Arabe, je ne me suis jamais senti arabe, tu sais. C’est comme la négritude qui n’existe que par le regard du Blanc.


Religion

La religion pour moi est un transport collectif que je ne prends pas. J’aime aller vers ce Dieu, à pied s’il le faut, mais pas en voyage organisé. Je déteste les vendredis depuis l’Indépendance, je crois. Est-ce que je suis croyant ? J’ai réglé la question du ciel par une évidence : parmi tous ceux qui bavardent sur ma condition – cohortes d’anges, de dieux, de diables ou de livres –, j’ai su, très jeune, que j’étais le seul à connaître la douleur, l’obligation de la mort, du travail et de la maladie. Je suis le seul à payer des factures d’électricité et à être mangé par les vers à la fin. Donc, ouste !


Religion (bis)

Le vendredi, tous les bars sont fermés et je n'ai rien à faire. Les gens me regardent curieusement parce qu'à mon âge je ne prie personne et ne tends la main à personne. Cela ne se fait pas d'être si proche de la mort sans se sentir proche de Dieu. "Pardonne-leur [mon Dieu], car ils ne savent pas ce qu'ils font." De tout mon corps et de toutes mes mains, je m'accroche à cette vie que je serai seul à perdre et dont je suis le seul témoin.

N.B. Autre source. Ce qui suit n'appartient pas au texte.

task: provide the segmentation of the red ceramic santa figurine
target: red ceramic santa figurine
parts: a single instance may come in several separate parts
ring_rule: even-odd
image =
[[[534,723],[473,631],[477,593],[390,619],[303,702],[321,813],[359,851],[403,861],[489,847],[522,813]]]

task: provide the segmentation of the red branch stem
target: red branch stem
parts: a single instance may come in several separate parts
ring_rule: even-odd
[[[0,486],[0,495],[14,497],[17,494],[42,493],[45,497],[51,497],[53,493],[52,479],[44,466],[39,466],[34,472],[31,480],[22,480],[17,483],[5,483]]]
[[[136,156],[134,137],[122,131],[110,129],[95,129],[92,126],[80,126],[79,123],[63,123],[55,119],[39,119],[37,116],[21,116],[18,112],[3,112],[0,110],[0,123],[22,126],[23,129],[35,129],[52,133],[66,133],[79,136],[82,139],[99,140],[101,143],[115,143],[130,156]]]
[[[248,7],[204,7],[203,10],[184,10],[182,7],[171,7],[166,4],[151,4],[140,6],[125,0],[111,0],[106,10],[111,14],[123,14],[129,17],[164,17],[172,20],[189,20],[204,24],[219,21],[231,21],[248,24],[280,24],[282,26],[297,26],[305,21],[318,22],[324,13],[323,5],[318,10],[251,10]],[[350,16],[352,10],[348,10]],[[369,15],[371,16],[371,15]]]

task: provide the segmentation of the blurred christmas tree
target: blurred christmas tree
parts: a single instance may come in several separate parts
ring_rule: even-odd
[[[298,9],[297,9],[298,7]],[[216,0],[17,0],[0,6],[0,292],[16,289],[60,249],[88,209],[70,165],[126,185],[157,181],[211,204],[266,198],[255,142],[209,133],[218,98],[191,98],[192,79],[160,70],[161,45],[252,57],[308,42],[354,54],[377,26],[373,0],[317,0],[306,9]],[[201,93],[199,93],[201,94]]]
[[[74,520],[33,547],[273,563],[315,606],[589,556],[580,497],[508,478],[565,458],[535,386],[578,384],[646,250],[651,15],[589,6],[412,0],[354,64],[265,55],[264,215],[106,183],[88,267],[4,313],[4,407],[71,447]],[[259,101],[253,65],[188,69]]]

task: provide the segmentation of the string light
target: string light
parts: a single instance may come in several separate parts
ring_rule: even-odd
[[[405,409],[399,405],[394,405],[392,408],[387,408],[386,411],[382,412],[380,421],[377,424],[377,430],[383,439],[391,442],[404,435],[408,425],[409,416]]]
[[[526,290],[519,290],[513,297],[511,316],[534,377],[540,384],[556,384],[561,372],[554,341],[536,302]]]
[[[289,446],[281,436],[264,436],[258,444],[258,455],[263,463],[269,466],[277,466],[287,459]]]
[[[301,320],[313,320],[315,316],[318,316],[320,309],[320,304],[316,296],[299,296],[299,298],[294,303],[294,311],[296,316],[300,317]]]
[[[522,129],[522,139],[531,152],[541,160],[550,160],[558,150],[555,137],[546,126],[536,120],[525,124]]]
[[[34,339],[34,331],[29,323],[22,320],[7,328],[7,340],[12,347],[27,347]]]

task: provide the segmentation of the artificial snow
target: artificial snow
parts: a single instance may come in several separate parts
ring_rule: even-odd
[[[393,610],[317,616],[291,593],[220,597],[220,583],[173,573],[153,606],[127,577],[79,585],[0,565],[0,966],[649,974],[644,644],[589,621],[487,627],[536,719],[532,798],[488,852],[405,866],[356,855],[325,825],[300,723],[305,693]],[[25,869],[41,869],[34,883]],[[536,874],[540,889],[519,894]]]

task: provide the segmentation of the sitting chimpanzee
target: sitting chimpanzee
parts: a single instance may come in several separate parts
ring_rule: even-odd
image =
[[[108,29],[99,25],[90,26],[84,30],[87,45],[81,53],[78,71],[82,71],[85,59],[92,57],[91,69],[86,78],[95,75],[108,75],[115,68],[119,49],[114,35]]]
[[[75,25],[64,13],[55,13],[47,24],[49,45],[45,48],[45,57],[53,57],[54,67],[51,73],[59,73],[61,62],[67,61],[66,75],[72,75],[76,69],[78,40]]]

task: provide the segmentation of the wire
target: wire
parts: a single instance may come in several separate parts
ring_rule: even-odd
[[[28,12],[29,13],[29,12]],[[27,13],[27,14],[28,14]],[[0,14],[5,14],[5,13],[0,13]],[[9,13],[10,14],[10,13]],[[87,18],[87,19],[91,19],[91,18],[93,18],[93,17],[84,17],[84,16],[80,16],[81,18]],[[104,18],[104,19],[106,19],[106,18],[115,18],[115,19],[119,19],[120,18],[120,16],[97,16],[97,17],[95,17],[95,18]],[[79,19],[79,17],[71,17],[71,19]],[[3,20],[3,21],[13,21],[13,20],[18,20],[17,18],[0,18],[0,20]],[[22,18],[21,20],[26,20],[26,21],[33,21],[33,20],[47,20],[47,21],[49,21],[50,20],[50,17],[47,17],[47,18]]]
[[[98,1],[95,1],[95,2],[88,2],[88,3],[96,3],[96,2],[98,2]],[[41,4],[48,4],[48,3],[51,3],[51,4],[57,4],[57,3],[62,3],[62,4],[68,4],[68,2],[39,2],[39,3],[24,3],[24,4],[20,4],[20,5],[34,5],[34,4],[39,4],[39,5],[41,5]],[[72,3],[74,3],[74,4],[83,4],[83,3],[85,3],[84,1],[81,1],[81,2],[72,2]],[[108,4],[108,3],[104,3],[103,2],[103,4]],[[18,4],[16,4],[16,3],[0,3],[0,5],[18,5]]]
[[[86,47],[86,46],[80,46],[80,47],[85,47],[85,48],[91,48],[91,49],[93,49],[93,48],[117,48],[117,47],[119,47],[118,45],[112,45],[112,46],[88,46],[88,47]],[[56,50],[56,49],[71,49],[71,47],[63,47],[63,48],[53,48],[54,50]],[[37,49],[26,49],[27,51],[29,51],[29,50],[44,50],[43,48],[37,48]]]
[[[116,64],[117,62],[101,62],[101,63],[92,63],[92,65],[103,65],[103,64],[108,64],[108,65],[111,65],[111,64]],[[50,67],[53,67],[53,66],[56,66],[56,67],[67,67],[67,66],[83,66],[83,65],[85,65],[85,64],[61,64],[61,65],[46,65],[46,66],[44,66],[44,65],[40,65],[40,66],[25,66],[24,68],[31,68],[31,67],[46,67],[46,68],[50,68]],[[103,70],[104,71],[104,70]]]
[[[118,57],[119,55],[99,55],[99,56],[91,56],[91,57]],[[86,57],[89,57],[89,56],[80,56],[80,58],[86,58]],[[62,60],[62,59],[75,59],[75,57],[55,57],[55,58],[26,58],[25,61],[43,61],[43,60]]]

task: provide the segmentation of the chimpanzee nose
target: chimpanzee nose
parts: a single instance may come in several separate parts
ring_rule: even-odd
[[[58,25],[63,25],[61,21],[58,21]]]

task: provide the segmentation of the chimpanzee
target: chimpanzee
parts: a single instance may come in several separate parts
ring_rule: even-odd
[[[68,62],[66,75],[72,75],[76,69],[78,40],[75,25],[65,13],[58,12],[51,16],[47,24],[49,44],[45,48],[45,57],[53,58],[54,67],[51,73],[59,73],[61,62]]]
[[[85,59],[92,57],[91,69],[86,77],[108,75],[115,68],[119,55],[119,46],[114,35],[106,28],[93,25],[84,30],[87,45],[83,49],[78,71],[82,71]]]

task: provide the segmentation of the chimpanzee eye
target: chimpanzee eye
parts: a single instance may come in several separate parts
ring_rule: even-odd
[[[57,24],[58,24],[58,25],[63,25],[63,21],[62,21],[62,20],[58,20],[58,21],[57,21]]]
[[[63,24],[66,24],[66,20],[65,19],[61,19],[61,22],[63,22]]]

Quant à la mort, je l'ai approchée il y a des années et elle ne m'a jamais rapproché de Dieu. Elle m'a seulement donné le désir d'avoir des sens plus puissants encore, plus voraces, et a augmenté la profondeur de ma propre énigme. Ils vont tous vers la mort à la queue leu leu, moi j'en reviens et je peux dire que, de l'autre côté, c'est seulement une plage vide, sous le soleil.


Nuit complice

Je ne suis cependant qu'un homme assis dans un bar. C'est la fin du jour, les étoiles surgissent une à une et la nuit a déjà donné au ciel une profondeur vertigineuse. J'aime ce dénouement régulier, la nuit rappelle la terre vers le ciel et lui confie une part d'infini presque égale à la sienne. J'ai tué pendant la nuit et, depuis, j'ai son immensité pour complice.